Oil Theft in the Niger Delta and Its Economic Implications for Nigeria between 2021 and 2025
Keywords:
Militancy, Poverty, Economic Implications, Frustration–Aggression Theory, Pipeline Vandalism, Illegal BunkeringAbstract
Oil theft in the Niger Delta has long undermined Nigeria’s oil-dependent economy by lowering government revenue, harming the environment, and escalating socioeconomic unrest. Between 2021 and 2025, a time of policy, regulatory, and security reforms, such as the Petroleum Industry Act of 2021, this study examined patterns in crude oil theft and their economic effects on Nigeria. The study, which is based on the Frustration–Aggression Theory, sees oil theft as a reaction to marginalisation, perceived hardship, and environmental deterioration in communities that produce oil.
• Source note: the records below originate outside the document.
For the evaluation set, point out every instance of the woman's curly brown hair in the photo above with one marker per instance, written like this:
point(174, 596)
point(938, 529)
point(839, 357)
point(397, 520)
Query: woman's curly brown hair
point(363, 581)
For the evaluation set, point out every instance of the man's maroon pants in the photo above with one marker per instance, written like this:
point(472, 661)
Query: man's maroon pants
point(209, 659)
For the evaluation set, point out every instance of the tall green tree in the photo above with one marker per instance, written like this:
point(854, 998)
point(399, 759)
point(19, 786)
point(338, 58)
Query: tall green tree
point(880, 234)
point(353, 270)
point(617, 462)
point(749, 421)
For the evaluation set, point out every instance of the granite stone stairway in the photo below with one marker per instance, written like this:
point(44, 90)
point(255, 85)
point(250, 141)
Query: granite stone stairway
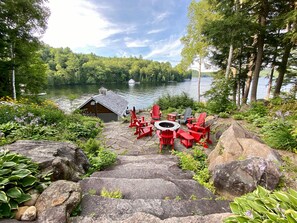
point(152, 184)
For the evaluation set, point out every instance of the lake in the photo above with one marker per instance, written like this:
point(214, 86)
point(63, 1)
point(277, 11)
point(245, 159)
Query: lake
point(139, 95)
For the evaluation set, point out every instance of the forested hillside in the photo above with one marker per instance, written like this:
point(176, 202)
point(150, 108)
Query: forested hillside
point(66, 68)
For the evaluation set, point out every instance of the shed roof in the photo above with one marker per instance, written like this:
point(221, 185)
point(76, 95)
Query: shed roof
point(110, 100)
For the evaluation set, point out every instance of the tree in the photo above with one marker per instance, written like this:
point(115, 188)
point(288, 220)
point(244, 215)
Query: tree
point(195, 44)
point(20, 22)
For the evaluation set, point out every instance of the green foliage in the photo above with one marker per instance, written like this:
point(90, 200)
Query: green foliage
point(278, 134)
point(264, 206)
point(18, 175)
point(258, 108)
point(67, 68)
point(100, 158)
point(117, 194)
point(196, 162)
point(218, 96)
point(224, 115)
point(176, 101)
point(238, 116)
point(44, 121)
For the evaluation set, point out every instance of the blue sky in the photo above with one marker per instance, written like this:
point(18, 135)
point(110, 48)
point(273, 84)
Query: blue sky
point(151, 28)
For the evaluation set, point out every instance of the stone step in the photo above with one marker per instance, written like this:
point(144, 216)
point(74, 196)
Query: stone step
point(145, 170)
point(157, 188)
point(120, 209)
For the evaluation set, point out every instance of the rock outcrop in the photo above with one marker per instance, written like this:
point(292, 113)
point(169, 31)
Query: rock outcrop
point(65, 160)
point(240, 162)
point(57, 201)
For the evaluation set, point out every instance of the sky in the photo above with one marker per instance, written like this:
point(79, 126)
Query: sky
point(121, 28)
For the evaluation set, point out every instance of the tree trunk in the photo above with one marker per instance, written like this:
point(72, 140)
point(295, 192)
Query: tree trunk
point(282, 69)
point(260, 47)
point(249, 76)
point(270, 82)
point(229, 61)
point(13, 73)
point(199, 77)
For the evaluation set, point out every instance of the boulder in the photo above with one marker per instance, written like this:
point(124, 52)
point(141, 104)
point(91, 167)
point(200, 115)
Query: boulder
point(57, 202)
point(241, 177)
point(240, 162)
point(146, 217)
point(65, 160)
point(29, 214)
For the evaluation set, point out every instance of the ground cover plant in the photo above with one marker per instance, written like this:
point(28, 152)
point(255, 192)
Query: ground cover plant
point(44, 121)
point(196, 162)
point(18, 175)
point(264, 206)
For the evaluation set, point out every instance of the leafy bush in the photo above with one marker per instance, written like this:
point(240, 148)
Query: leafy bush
point(176, 101)
point(258, 108)
point(278, 135)
point(45, 122)
point(264, 206)
point(224, 115)
point(99, 157)
point(117, 194)
point(219, 96)
point(196, 162)
point(18, 175)
point(238, 116)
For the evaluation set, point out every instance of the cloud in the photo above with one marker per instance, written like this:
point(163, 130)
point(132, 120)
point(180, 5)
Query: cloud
point(153, 31)
point(166, 48)
point(75, 23)
point(136, 43)
point(159, 18)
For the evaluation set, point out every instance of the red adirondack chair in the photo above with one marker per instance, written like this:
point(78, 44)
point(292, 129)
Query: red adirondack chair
point(200, 122)
point(155, 113)
point(133, 118)
point(201, 135)
point(166, 138)
point(143, 129)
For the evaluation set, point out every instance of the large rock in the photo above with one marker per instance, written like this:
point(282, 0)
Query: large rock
point(145, 217)
point(56, 203)
point(65, 160)
point(240, 162)
point(240, 177)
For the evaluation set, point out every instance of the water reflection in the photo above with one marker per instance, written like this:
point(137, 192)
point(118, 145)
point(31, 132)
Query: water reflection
point(139, 95)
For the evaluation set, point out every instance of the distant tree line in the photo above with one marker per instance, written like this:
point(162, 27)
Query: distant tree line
point(242, 38)
point(67, 68)
point(20, 63)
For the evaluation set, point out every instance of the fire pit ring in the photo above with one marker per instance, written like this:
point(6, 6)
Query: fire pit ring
point(167, 125)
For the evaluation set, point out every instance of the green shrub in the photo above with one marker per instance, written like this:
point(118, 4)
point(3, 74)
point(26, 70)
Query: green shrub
point(219, 96)
point(18, 175)
point(224, 115)
point(196, 162)
point(278, 135)
point(264, 206)
point(117, 194)
point(238, 116)
point(258, 108)
point(176, 101)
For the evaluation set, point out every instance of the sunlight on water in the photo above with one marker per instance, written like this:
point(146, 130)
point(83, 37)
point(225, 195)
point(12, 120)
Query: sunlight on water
point(139, 95)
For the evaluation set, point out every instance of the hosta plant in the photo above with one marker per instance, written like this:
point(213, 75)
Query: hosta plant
point(18, 175)
point(265, 206)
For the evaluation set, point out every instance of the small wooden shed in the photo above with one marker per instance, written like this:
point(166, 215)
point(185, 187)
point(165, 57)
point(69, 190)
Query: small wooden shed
point(107, 106)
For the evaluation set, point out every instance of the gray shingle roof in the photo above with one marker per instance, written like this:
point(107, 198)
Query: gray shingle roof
point(110, 100)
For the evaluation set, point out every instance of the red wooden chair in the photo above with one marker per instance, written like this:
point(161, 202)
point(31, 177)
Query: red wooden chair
point(200, 121)
point(133, 118)
point(166, 138)
point(143, 129)
point(201, 135)
point(155, 113)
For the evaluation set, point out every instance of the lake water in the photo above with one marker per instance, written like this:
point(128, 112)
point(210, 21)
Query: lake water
point(139, 95)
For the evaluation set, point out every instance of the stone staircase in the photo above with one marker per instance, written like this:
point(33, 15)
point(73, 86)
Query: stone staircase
point(152, 184)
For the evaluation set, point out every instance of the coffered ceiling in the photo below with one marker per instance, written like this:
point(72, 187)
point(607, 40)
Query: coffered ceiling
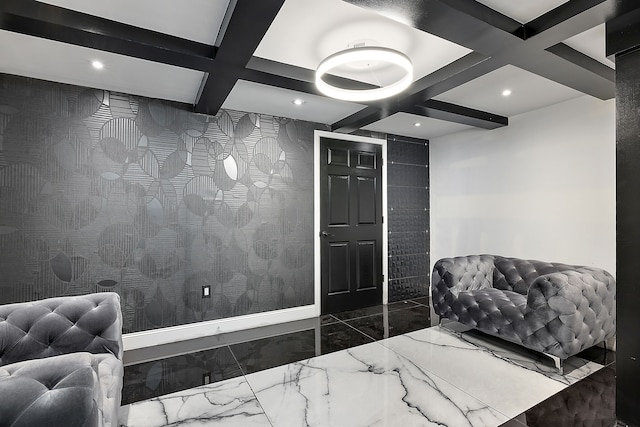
point(258, 56)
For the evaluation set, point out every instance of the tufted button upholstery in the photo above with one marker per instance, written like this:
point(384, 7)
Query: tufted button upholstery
point(57, 326)
point(61, 361)
point(548, 307)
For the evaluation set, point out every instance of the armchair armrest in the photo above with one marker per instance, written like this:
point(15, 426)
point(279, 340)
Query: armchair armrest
point(454, 275)
point(50, 327)
point(577, 306)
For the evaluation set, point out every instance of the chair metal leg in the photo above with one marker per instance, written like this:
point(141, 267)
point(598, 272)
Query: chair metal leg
point(557, 361)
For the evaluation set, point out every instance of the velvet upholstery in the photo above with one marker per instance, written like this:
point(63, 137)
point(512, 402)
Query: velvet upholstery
point(553, 308)
point(61, 361)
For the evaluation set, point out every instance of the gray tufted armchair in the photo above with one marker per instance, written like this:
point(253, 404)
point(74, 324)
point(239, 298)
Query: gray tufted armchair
point(61, 361)
point(552, 308)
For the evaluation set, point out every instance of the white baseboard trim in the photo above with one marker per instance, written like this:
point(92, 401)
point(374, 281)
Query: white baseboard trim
point(136, 340)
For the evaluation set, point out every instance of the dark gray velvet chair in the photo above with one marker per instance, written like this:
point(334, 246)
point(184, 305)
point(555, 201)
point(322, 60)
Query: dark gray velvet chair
point(552, 308)
point(61, 361)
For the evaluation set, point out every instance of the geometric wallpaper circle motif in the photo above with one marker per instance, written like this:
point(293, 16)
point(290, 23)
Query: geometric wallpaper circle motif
point(106, 191)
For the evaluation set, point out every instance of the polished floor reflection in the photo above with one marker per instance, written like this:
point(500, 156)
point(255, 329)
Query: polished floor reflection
point(383, 365)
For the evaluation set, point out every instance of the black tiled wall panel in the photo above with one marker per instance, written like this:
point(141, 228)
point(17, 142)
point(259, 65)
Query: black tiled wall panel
point(407, 175)
point(408, 243)
point(408, 211)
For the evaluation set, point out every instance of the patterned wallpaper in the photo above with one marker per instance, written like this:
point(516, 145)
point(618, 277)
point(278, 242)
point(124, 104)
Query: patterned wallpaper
point(104, 191)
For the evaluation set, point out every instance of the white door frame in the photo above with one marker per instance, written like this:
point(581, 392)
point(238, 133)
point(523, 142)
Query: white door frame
point(316, 211)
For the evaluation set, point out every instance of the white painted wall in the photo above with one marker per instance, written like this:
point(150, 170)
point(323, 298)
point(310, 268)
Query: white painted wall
point(542, 188)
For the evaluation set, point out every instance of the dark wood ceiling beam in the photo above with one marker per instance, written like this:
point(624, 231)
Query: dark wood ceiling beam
point(584, 61)
point(250, 21)
point(464, 22)
point(458, 114)
point(43, 20)
point(496, 41)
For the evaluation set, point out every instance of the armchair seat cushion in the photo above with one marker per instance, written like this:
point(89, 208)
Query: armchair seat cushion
point(61, 361)
point(63, 390)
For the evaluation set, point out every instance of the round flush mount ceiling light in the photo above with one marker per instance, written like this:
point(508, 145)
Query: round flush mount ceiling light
point(359, 55)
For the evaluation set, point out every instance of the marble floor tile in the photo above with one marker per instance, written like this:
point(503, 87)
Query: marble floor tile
point(227, 403)
point(368, 385)
point(507, 387)
point(394, 323)
point(156, 378)
point(574, 368)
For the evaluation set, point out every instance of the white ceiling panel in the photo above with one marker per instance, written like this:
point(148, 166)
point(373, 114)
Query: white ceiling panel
point(60, 62)
point(592, 43)
point(258, 98)
point(528, 92)
point(522, 11)
point(404, 124)
point(197, 20)
point(307, 31)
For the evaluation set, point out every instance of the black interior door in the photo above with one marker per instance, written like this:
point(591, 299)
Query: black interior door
point(350, 224)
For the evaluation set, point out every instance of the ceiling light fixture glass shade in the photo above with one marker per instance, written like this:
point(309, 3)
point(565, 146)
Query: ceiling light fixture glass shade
point(361, 54)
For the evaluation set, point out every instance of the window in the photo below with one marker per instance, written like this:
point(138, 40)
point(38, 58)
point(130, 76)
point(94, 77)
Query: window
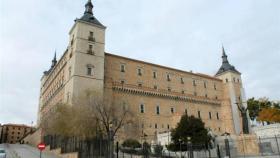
point(172, 110)
point(157, 110)
point(194, 83)
point(89, 71)
point(90, 37)
point(122, 68)
point(142, 108)
point(90, 51)
point(154, 74)
point(139, 72)
point(168, 77)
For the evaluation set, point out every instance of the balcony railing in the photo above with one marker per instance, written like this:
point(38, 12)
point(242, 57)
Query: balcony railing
point(163, 93)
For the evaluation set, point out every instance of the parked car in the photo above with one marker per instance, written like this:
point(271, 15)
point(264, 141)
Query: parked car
point(2, 153)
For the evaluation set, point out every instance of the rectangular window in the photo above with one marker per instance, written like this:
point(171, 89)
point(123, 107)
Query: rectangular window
point(142, 108)
point(139, 72)
point(90, 37)
point(89, 71)
point(90, 51)
point(154, 74)
point(168, 77)
point(122, 68)
point(172, 110)
point(194, 83)
point(157, 110)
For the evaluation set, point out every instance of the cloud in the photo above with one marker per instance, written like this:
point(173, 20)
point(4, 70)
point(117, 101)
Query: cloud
point(177, 33)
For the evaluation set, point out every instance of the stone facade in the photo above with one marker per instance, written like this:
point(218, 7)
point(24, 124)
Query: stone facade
point(13, 133)
point(158, 95)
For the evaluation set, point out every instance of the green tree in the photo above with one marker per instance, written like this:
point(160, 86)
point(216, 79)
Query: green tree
point(253, 108)
point(189, 127)
point(131, 143)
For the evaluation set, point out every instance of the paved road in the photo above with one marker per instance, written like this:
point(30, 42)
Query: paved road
point(23, 151)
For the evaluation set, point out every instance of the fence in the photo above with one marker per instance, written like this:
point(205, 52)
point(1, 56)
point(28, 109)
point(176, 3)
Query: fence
point(228, 146)
point(90, 148)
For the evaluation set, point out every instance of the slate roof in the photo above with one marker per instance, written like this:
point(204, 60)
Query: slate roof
point(226, 66)
point(88, 15)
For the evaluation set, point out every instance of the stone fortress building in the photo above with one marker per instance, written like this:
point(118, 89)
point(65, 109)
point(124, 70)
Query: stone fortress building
point(159, 95)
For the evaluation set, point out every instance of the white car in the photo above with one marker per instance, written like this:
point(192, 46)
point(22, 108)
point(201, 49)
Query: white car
point(2, 153)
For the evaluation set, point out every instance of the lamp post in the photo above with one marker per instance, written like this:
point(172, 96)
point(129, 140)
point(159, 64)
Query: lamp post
point(180, 143)
point(227, 144)
point(190, 147)
point(110, 141)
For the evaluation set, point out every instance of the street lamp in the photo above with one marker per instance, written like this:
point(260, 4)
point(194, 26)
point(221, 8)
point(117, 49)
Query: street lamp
point(180, 146)
point(110, 140)
point(227, 144)
point(190, 147)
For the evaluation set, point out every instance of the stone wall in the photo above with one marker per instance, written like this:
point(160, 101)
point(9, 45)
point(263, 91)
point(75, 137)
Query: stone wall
point(33, 139)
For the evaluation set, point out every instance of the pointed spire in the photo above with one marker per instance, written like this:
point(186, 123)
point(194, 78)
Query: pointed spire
point(226, 66)
point(89, 7)
point(54, 61)
point(224, 56)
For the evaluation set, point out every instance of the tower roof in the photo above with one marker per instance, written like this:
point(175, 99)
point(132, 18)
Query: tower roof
point(88, 15)
point(226, 66)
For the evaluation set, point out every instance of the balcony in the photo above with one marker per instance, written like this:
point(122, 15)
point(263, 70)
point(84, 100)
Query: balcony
point(147, 91)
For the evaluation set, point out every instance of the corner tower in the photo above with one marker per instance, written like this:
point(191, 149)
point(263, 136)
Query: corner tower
point(233, 92)
point(86, 55)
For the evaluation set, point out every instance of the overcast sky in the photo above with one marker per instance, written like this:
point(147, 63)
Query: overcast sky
point(183, 34)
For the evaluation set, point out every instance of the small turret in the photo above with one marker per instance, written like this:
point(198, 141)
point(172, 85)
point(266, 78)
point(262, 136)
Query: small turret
point(88, 15)
point(54, 61)
point(226, 66)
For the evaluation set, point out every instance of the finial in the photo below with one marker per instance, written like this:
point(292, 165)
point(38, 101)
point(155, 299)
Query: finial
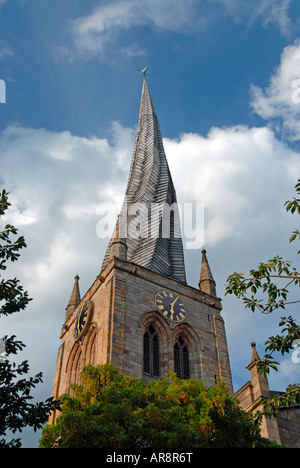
point(144, 72)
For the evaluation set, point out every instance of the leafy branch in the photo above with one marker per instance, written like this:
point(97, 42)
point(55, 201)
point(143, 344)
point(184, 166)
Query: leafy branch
point(266, 289)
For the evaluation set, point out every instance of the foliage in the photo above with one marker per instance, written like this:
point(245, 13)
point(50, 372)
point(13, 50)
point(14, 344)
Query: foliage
point(266, 289)
point(110, 409)
point(16, 410)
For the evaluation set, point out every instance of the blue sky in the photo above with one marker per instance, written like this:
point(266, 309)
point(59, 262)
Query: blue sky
point(223, 78)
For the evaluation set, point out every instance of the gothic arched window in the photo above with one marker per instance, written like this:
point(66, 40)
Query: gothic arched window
point(181, 359)
point(151, 362)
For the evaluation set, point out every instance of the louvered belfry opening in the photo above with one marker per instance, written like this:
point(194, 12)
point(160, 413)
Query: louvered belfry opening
point(151, 353)
point(181, 359)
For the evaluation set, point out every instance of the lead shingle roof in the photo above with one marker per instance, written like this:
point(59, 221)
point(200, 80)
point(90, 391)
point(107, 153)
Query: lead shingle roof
point(150, 187)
A mixed-method approach used secondary data from the Nigerian Upstream Petroleum Regulatory Commission, a survey of 278 respondents, twenty key informant interviews, and field observations in the states of Rivers, Delta, Bayelsa, Akwa Ibom, and Edo. While descriptive statistics and trend analysis examined quantitative evidence, thematic content analysis was used to assess qualitative material. According to the findings, oil theft reached its highest point in 2021, when almost 37.6 million barrels of crude oil worth more than US$2.6 billion were lost. Stronger security measures, better pipeline surveillance through private security contracts, and regulatory changes all contributed to a notable decrease in theft starting in 2022. Nonetheless, small-scale artisanal refining persists due to host communities’ lack of employment prospects, poverty, environmental harm, and unemployment. The study concludes that in order to maintain recent gains, security enforcement must be combined with community development, environmental restoration, economic diversification, transparency, and more robust institutional oversight throughout the Niger Delta.